Hacker News new | ask | show | jobs
by ThePhysicist 3103 days ago
Personally I wouldn't be that pessimistic about data anonymization. It's entirely possible to robustly anonymize low-dimensional data sets and restrict the information gain of an attacker to a given value even when he/she has information about all non-sensitive attributes in the data set. When using e.g. k-anonymity (with additional l-diversity or better and t-closeness criteria) the resulting data is very robust against attacks, given you correctly specify your sensitive attributes. Of course there are more things to keep in mind, e.g. when repeatedly anonymizing different versions of the same data set (as this can cause data leakage).
3 comments

K-anonymity provides very little protection, if any. A few brief points:

1. I've never seen a formal definition of security that k-anon supposedly satisfies. While I personally really like formal guarantees, maybe one might argue this wouldn't be so bad absent concrete problems with the definition. Which leads us to...

2. K-anon doesn't compose. The JOIN of 2 databases, each k anonymized, can be 1-anonymous (i.e., no anonymity), no matter what k is.

3. The distinction between quasi-identifiers and sensitive attributes (central to the whole framework) is more than meaningless: is misleading. Every sensitive attributes is a quasi-identifier given the right auxiliary datasets. Using k anon essentially requires one to determine a priori which additional datasets will be used when attacking the k anonymized dataset.

4. My understanding of modified versions (diversity, closeness, etc) is less developed, but I believe they suffer similar weaknesses. The weaknesses are obscured by the additional definitional complexity.

(Edit: typos and autocorrect)

1. As I said most people don't use plain k-anonymity as it can leak information about the sensitive attribute when the values of this attribute in a group are (almost) all the same. This is why extensions like l-diversity and t-closeness exist: l-diversity ensures that in each group there will be at least l different values of the sensitive attribute, t-closeness ensures that the resulting distribution of the sensitive attribute values in a group is close (as e.g. measured by the "earth mover's distance") to the distribution of the sensitive attribute in the entire dataset. Given the original data and the anonymized data sets it's pretty easy to measure the information gain (e.g. using a Bayesian approach) of an attacker if he/she knows in which group a given person is. In that sense k-anonymity (with l-diversity/t-closeness) can be analyzed in a formal context just like e.g. differential privacy.

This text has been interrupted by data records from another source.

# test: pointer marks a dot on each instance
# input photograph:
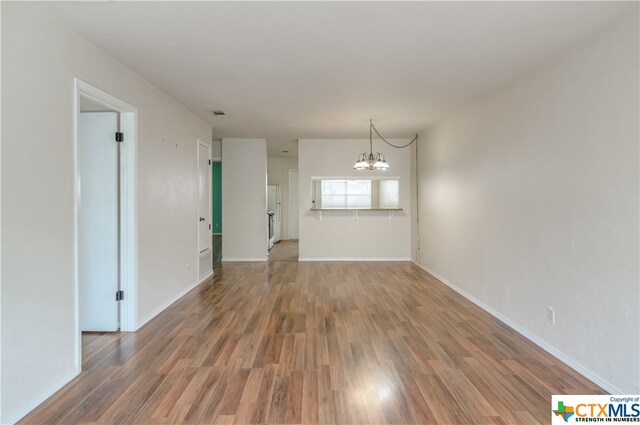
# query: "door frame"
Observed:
(128, 226)
(291, 203)
(210, 206)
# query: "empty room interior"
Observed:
(319, 212)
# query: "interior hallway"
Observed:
(326, 342)
(284, 251)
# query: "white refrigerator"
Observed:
(274, 204)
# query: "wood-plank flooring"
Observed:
(284, 251)
(318, 343)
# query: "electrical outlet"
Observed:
(551, 315)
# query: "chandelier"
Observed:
(375, 161)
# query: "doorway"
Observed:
(216, 198)
(293, 205)
(104, 145)
(205, 265)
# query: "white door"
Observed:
(204, 198)
(98, 221)
(293, 204)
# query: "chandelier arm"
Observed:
(389, 143)
(371, 136)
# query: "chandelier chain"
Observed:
(371, 126)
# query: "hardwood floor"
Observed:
(291, 343)
(284, 251)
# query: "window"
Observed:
(346, 194)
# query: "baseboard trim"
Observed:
(167, 304)
(235, 260)
(352, 259)
(592, 376)
(41, 398)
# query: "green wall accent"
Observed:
(216, 188)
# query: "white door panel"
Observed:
(98, 221)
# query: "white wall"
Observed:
(244, 199)
(278, 174)
(40, 58)
(216, 149)
(529, 199)
(337, 236)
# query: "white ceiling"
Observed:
(289, 70)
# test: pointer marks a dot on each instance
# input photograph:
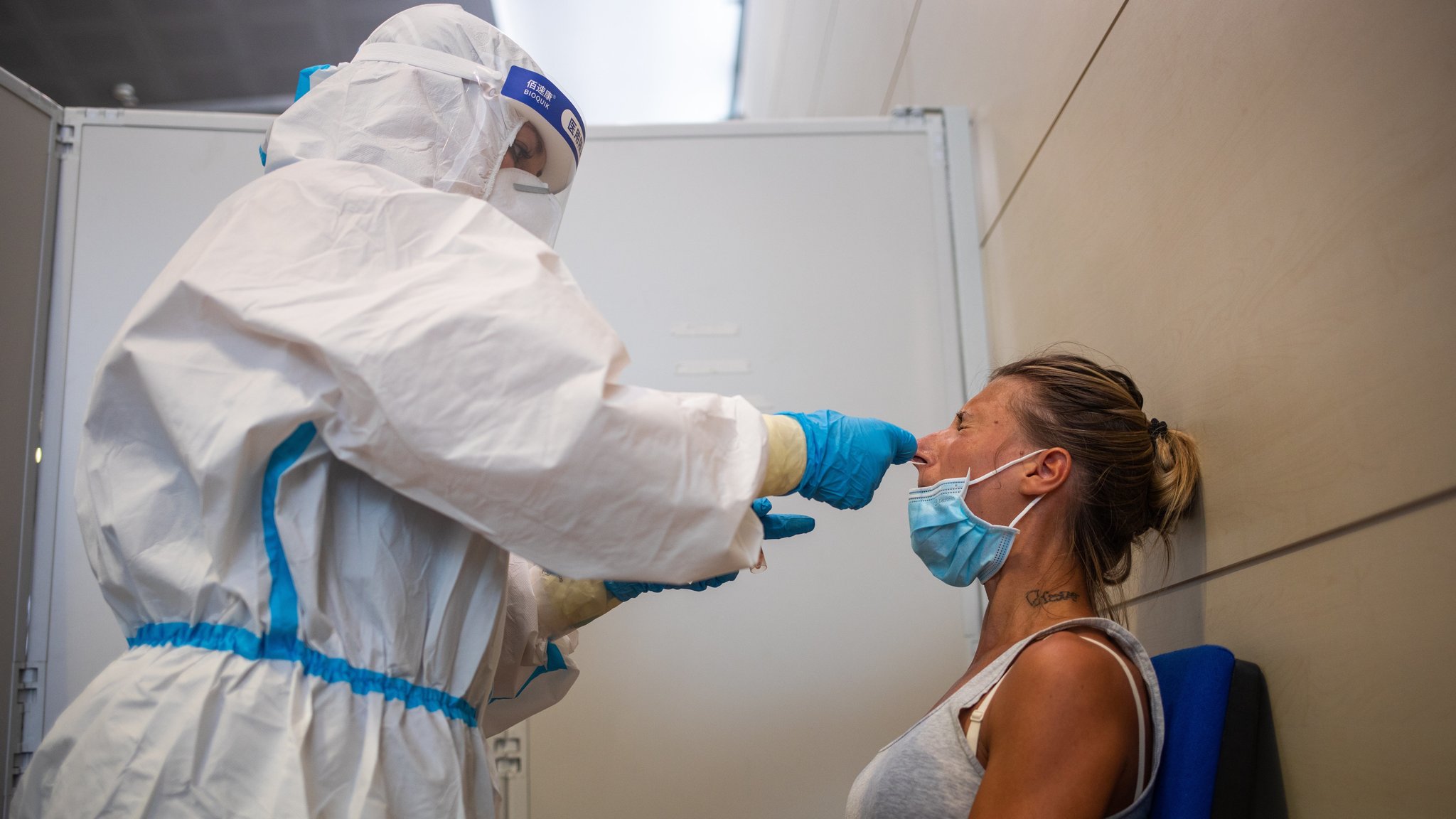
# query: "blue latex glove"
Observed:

2. Yes that's what I mentioned at the end, k-anonymity is not different from most other techniques here: If you use differential privacy with the Laplacian mechanism and repeatedly publish independently anonymized versions of the same underyling data you will leak information (as an attacker will be able to average the released values in order to get an estimate of the true value).

3. Yes sensitive attributes are often quasi-identifiers as well (at least in combination with other quasi-identifiers), they are treated differently because the underlying risk model does not regard a (non-sensitive) quasi-identifier as something that needs to be protected. Inferring e.g. your gender from your zip code, age and body weight using an anonymized data set is (usually) not considered problematic, whereas learning that you are HIV-positive would (almost always) be problematic, hence the distinction. Also, sensitive attributes are treated as a group when applying k-anonymity, i.e. if we have two binary attributes (HIV, Syphilis) one applies the anonymization criteria to the combinations of the attributes ((true,true), (false, true), (true, false), (false, false)), not individually to each attribute (as this can cause information leakage).

4. I honestly don't know what to reply to this, as l-diversity/t-closeness are well specified methods that were designed to overcome the (known) limitations of k-anonymity. Yes, these methods are not completely trivial to use, but if used correctly they can provide good and quantifiable protection. Not using them since they are hard to implement correctly is like saying we shouldn't use cryptographic algorithms like RSA because it's hard to get all the implementation details right.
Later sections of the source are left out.